22. Minnesota Wild - 6/23/2001
(Mikko Koivu)

Current captain Mikko Koivu holds the longest lineage on the self-proclaimed "State of Hockey's" franchise

21. New York Rangers - 6/25/2000
(Henrik Lundqvist)

Sometimes life isn't fair.

20. Pittsburgh Penguins - 11/14/2000
(Jeff Norton -> Johan Hedburg -> Alex Goligoski -> James Neal -> Patric Hornqvist and Nick Spaling)

Woo now we're getting to some fun stuff!

19. Tampa Bay Lightning - 7/31/2000
(Martin St. Louis -> Ryan Callahan)

In one of the bigger blockbuster trades of 2014, Yzerman and the Lightning sent the Hart and Stanley Cup winner to the Rangers in exchange for their captain Ryan Callahan, a 2014 conditional 1st rounder, a 2015 1st rounder and a 2015 7th rounder (also conditional).

T15. Boston Bruins - 6/27/1998
(Andrew Raycroft -> Tuukka Rask)

One that still makes Maple Leaf fans tear up. Raycroft, a Calder winner with the Bruins was traded to the Leafs in exchange for Rask, a 21st overall pick in the 2005 Draft. When the Leafs determined that Justin Pogge was their 'goaltender of the future,' Rask became expendable and was traded in exchange for Raycroft. It was later revealed that the Bruins intended to release Raycroft and the Leafs could have gotten him for free instead of trading a future Vezina winner for him. 

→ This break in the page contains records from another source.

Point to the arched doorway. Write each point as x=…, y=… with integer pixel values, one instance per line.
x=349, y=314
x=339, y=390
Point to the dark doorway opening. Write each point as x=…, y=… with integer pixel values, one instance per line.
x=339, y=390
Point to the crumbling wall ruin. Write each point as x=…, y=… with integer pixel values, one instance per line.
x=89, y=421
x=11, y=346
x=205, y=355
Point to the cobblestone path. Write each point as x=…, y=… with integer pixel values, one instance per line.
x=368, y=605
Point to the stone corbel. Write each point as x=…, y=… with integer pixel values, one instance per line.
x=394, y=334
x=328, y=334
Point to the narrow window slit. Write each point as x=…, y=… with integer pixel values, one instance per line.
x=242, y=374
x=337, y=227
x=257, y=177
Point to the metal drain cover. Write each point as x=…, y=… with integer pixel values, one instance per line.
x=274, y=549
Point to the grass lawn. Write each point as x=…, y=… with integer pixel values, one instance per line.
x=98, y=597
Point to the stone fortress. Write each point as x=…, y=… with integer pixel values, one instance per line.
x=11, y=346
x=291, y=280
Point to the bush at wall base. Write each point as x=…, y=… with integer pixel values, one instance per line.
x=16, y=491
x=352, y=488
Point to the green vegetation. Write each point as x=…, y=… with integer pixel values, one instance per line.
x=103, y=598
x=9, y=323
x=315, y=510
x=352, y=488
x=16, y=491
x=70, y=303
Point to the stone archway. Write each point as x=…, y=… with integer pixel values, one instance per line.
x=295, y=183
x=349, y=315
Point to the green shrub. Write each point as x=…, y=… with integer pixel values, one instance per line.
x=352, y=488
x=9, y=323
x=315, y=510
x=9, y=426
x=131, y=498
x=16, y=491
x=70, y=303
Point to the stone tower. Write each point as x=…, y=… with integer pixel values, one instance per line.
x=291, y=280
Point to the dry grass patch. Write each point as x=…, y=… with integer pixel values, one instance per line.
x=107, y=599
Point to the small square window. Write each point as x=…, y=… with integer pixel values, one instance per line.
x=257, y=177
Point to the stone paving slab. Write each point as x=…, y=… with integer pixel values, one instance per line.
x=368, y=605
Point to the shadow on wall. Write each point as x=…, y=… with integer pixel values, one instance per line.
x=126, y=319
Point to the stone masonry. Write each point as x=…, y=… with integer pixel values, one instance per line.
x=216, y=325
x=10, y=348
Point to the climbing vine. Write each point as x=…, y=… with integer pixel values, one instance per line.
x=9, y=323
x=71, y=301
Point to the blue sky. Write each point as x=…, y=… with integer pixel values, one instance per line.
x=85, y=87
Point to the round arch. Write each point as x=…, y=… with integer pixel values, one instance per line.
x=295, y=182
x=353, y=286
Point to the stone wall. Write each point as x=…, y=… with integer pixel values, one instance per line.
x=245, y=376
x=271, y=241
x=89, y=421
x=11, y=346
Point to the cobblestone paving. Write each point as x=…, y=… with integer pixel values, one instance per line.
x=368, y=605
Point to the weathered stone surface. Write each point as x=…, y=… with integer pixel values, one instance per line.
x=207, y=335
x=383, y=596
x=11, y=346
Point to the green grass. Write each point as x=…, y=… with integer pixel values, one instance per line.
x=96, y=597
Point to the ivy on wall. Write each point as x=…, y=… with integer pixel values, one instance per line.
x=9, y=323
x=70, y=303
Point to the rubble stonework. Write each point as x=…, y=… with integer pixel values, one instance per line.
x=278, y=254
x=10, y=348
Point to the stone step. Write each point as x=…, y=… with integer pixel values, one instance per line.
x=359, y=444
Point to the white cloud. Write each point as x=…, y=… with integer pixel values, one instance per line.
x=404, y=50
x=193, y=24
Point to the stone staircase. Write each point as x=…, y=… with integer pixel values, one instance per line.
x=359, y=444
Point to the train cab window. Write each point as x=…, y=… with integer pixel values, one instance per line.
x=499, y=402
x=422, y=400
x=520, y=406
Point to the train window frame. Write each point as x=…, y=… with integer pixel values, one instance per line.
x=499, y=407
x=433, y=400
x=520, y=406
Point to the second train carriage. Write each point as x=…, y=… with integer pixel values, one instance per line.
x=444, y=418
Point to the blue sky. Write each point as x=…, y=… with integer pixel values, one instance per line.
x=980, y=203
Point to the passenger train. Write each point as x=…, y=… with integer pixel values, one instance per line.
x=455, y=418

T15. Detroit Red Wings - 6/27/1998
(Pavel Datsyuk)

Sometimes life REALLY isn't fair. Or the Red Wings front office is just really smart, yeah let's go with that one.
T15. Montreal Canadiens - 6/27/1998
(Andrei Markov)

T15. Nashville Predators - 6/27/1998
(Tomas Vokoun -> Nick Spaling -> James Neal)

The Predators actually have two lineages that could qualify, but the one below is a bit more unique. Tomas Vokoun was drafted by the Canadiens in the ninth round of the 1994 NHL Draft (226th overall) and only played one game in the NHL for Montreal. He was chosen by the Predators in the 1998 NHL Expansion draft and eventually traded to the Panthers for a 2007 2nd rounder which the Predators used to draft Nick Spaling, a piece used to acquire James Neal along with Patric Hornqvist. In the trade with the Panthers, the Predators also acquired the Panthers 2008 1st round pick (eventually becoming Colin Wilson). 

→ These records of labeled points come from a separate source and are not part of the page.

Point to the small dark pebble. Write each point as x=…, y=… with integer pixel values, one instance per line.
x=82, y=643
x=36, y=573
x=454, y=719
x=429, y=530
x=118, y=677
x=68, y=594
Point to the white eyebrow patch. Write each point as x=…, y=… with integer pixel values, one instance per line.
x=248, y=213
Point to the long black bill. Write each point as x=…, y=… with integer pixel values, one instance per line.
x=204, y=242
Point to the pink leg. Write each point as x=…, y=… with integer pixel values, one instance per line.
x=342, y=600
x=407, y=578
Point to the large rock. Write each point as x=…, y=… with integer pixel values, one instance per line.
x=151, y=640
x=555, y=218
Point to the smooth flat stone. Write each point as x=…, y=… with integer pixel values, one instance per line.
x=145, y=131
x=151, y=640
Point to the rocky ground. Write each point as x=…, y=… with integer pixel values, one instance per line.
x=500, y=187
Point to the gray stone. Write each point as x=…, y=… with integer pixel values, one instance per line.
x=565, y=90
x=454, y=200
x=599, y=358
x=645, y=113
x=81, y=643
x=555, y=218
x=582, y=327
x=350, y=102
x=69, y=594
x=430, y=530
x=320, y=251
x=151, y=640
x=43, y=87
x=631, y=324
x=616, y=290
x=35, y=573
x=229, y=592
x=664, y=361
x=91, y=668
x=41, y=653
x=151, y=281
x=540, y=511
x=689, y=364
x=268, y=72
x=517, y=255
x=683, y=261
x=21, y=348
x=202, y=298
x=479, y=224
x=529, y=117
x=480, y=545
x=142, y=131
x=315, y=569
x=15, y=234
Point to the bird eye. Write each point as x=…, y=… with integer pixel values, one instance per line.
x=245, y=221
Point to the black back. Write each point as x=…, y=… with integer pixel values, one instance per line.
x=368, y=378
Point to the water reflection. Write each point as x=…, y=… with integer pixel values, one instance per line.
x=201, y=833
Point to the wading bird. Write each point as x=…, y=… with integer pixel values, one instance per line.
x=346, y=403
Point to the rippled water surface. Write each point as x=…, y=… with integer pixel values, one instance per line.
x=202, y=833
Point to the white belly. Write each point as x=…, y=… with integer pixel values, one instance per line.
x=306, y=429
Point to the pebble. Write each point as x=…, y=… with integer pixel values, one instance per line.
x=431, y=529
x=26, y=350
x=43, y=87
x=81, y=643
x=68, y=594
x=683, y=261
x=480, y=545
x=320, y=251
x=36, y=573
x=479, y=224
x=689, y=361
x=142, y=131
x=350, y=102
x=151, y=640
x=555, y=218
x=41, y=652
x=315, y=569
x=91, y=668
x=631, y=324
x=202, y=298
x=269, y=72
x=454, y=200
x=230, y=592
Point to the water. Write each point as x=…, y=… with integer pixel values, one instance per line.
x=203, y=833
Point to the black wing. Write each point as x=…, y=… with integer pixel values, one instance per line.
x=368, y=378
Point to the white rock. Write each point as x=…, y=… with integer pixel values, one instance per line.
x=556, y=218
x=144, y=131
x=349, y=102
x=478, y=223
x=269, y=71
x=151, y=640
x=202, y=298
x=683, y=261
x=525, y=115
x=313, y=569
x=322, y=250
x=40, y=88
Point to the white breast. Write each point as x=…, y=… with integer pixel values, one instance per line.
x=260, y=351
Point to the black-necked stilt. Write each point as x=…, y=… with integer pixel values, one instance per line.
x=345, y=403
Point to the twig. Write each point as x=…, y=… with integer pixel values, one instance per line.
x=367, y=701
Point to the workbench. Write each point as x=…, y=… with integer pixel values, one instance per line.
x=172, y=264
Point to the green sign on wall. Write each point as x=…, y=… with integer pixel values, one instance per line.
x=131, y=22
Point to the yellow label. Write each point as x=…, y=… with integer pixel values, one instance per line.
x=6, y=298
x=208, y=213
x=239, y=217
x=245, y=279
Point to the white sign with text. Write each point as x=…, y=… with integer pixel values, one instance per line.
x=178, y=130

The other lineage involves rookie Calle Jarnkrok. Jarnkrok was acquired along with Patrick Eaves and a 2014 2nd rounder (#46 Julius Bergman) for David Legwand. Legwand was a 2nd overall pick in the 1998 by the Predators (who traded the 3rd overall and 29th overall picks - Brad Stuart and Jonathan Cheechoo - to the Sharks in exchange for the 2nd overall and 85th overall - Geoff Koch). 

14. Philadelphia Flyers - 8/20/1997
(Chris Gratton -> Daymond Langkow -> Jeff Carter -> Jakub Voracek and Sean Couturier)

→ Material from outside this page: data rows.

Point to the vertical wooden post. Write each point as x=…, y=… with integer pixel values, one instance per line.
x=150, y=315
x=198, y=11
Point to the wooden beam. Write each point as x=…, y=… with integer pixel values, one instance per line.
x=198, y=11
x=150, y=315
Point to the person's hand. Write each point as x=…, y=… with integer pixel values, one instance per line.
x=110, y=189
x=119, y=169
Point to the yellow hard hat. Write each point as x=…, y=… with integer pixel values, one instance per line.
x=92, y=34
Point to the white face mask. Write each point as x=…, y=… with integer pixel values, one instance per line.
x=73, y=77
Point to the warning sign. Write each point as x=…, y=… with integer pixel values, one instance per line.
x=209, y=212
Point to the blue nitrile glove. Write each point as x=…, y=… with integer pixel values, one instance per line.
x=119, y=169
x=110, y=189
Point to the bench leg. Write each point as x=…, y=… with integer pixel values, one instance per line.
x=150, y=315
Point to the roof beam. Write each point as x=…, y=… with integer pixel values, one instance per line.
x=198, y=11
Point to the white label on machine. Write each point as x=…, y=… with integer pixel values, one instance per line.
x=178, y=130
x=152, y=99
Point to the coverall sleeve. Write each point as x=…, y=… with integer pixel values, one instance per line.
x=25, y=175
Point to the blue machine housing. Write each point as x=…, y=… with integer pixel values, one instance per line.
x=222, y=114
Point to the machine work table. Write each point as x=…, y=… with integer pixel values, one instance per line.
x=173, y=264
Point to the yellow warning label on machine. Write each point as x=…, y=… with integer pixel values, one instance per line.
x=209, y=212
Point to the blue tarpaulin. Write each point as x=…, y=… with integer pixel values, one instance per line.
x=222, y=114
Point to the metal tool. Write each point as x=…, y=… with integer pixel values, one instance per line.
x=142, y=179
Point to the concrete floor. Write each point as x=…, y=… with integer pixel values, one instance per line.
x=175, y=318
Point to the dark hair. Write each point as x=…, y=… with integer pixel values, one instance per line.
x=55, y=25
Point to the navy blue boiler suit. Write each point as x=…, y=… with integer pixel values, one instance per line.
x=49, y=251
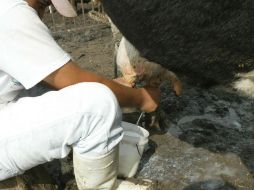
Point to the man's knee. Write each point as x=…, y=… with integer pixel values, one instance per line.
x=96, y=98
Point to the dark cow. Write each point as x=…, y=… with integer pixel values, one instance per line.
x=211, y=41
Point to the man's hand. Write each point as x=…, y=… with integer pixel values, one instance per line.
x=151, y=99
x=146, y=99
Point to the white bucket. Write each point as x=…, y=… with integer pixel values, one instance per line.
x=131, y=149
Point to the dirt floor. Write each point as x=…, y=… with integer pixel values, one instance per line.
x=207, y=136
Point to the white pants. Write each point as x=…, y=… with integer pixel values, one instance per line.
x=35, y=130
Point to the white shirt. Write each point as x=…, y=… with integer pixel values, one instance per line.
x=28, y=52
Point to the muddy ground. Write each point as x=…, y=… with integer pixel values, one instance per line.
x=208, y=137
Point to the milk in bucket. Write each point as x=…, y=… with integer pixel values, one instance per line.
x=131, y=148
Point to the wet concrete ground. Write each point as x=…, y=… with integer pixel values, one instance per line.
x=207, y=144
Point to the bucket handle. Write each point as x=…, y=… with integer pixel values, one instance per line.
x=138, y=151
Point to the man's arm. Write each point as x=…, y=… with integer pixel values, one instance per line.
x=145, y=99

This is why you don't see RFAs signed by other teams anymore. After signing RFA Chris Gratton to a five-year, $16.5 million deal, the Flyers traded Mikael Renberg and Karl Dykhuis to the Lightning in order to retrieve the four first-round draft picks lost as compensation. Just a season later, the Flyers traded him back to Tampa Bay with Mike Sillinger for Mikael Renberg (again) and Daymond Langkow. Langkow was traded to the Coyotes and in exchange for the Flyers choice of a 2002 1st rounder and 2003 2nd rounder or a 2002 2nd rounder and a 2003 1st rounder. The Flyers chose the latter and drafted Jeff Carter 11th overall in 2003. Carter was then traded to Columbus in the summer of 2011 and acquired Voracek, a 2011 1st rounder used to draft Sean Couturier and 2011 3rd rounder (drafted Nick Cousins). 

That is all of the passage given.